Commission grounds helipad plan
By Times Staff Writer
Published October 18, 2007
Matt Geiger's plan to build a helipad at his East Lake estate was dealt a major setback Tuesday when Pinellas County commissioners voted down his request.
Todd Pressman, Geiger's land use consultant, said the former NBA player hasn't decided yet if he will appeal the decision in circuit court.
Geiger has been seeking permission for more than three months to build a helipad on his estate, which is on the market for $20-million. His 36-acre property is located on the northwest corner of Keystone Road and Old Keystone Road.
Vice Chairman Robert Stewart and Commissioner Calvin Harris voted for it. They said they didn't think the project would set a precedent.
"There aren't a heck of a lot of people that have enough land assembled to suggest such a mode of transportation," Stewart said. "There aren't a heck of a lot of people that could afford it if they did have the land."

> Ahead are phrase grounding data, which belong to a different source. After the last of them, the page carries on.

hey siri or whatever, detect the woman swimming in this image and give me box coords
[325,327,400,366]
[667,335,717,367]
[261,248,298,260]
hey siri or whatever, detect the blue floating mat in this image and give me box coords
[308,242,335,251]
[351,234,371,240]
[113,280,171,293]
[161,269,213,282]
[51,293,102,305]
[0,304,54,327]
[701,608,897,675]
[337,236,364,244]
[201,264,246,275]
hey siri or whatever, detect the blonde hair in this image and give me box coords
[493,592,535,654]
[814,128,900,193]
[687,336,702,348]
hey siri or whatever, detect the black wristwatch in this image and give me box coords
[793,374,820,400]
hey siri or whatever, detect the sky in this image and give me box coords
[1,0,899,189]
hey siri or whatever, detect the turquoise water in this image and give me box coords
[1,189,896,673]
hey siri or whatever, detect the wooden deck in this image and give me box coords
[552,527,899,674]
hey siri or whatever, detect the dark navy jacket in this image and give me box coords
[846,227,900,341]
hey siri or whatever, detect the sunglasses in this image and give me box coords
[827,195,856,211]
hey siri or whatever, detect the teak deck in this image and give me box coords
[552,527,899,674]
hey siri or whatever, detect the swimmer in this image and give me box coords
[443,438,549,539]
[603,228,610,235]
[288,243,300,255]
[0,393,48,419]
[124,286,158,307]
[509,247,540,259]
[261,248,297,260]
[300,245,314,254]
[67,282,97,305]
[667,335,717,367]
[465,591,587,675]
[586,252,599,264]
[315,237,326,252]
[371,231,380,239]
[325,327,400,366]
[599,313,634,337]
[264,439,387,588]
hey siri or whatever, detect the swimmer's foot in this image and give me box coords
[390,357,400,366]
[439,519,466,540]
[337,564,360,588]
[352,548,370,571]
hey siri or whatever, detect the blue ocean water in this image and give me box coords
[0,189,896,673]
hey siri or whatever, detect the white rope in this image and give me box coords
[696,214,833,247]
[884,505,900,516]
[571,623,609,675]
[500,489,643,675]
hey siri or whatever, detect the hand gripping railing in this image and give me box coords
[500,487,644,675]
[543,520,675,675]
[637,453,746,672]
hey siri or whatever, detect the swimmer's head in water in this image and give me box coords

But Commissioner Kenneth Welch said he was concerned about the effect on residents.
"This is a neighborhood, and even though it's a different type of neighborhood, the idea of helicopters in neighborhoods just doesn't make sense to me," he said.
Tamara El-Khoury, Times staff writer
Hillsborough approves $500M for roadwork
Hillsborough County commissioners gave final approval Wednesday to a $500-million plan aimed at taking some of the squeeze out of the rush-hour commute.
Commissioners voted 5-2 to earmark future sales tax collections after no one showed up for a public hearing on the transportation proposal.
The money will go primarily toward road widening and extension projects around the county and the unclogging of key intersections.
The approval came over the objection of commission Chairman Jim Norman, who along with Brian Blair voted against it. Norman argued that the project eats up almost all of the remaining money the community investment tax is expected to raise before it sunsets in 2026.
Tests find no mold in school classroom
Moisture found in a Westchase Elementary classroom on Friday was not harmful mold, air quality tests released this week showed.
"We have no issues," said Stephen Hegarty, a Hillsborough County schools spokesman.
On Friday, Westchase administrators discovered a leak near the door of a portable that housed 18 second-graders. They moved the students to the school's media center and sent a letter to parents.
Principal Joyce Wieland said the school suspected all along it was condensation from the air-conditioning system, "but wanted experts to come out" and confirm it.
Since its January 1999 opening, Westchase has been plagued with leak and drainage problems due to construction and design defects.